Anne Seeck: Jeder Bezieher von ALG II muss dem Arbeitsmarkt zur Verfügung stehen und gegebenenfalls zumutbare Arbeit auch ohne Entgelt leisten. Im Verweigerungsfall tritt die Kürzungsregelung in Kraft. Zum Katalog der zumutbaren Arbeiten gehören Maßnahmen, die nicht dem Beruf oder der zuletzt ausgeübten Erwerbstätigkeit entsprechen, die in Hinblick auf den erlernten Beruf und der erworbenen Qualifikation als geringerwertiger anzusehen sind.

Was passiert, wenn die Betroffenen nicht mitspielen?
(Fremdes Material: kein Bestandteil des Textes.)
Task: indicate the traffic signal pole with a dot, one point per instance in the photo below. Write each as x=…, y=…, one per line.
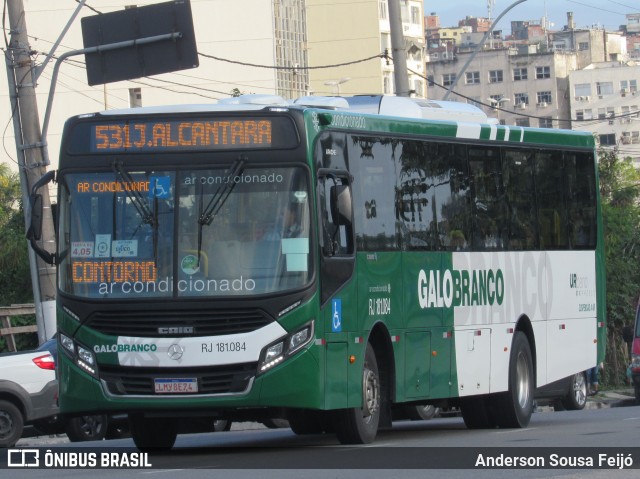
x=32, y=155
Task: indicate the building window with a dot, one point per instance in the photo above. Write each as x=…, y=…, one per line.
x=543, y=72
x=630, y=137
x=583, y=89
x=608, y=139
x=604, y=88
x=584, y=114
x=135, y=97
x=475, y=101
x=544, y=97
x=416, y=18
x=473, y=78
x=546, y=122
x=418, y=88
x=386, y=79
x=521, y=99
x=448, y=79
x=495, y=76
x=385, y=42
x=383, y=9
x=629, y=86
x=519, y=74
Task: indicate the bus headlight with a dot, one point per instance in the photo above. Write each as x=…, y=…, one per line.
x=80, y=355
x=277, y=352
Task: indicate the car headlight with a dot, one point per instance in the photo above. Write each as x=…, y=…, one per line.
x=285, y=347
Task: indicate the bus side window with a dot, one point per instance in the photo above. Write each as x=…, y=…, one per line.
x=337, y=223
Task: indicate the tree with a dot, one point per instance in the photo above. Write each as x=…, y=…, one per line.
x=15, y=276
x=620, y=194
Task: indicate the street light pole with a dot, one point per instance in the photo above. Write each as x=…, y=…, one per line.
x=32, y=161
x=496, y=103
x=337, y=83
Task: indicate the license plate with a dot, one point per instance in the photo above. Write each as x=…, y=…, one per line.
x=175, y=385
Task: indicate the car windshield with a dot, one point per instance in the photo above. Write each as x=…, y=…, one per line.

Anne Seeck: Meldet sich der Erwerbslose verspätet auf dem Amt oder nimmt er einen angeordneten Arzttermin nicht wahr, wird dies mit einer dreimonatigen Kürzung von zehn Prozent geahndet. Wer eine Arbeit, eine Fortbildung oder Maßnahme ohne wichtigen Grund nicht antritt oder abbricht, wer sich bei einem Vorstellungsgespräch in unangemessener Kleidung bewirbt, wer eine gemeinnützige Arbeit ablehnt, wer sich "unwirtschaftlich" verhält, wer sein Einkommen oder Vermögen mindert, um die Gewährung von ALG II herbeizuführen, wird für drei Monate mit einer dreißigprozentigen Kürzung bedacht. Schon bei der ersten Pflichtverletzung erhalten Jugendlichen unter 25 Jahren Lebensmittelgutscheine und Sachleistungen. Bei der zweiten Pflichtverletzung kann bei Erwachsenen auch bei Leistungen für Unterkunft, Heizung, Mehrbedarf und Darlehen gekürzt werden. Bei der dritten Pflichtverletzung können Sachleistungen erbracht werden und bei der vierten Pflichtverletzung kann das ALG II ganz gestrichen werden.

Welche Folgen haben diese Maßnahmen für die Betroffenen?

Anne Seeck: Aufgrund des niedrigen Regelsatzes des ALG II werden Langzeitarbeitslose in die Armut getrieben, die Folge wird die Bildung von Ghettos vor allem in den Großstädten sein. Der auf die Bedürftigen ausgeübte Druck kann zu einem weiteren Anstieg psychischer Erkrankungen führen, die schon jetzt in den sozialen Brennpunkten der Großstädte zunehmen.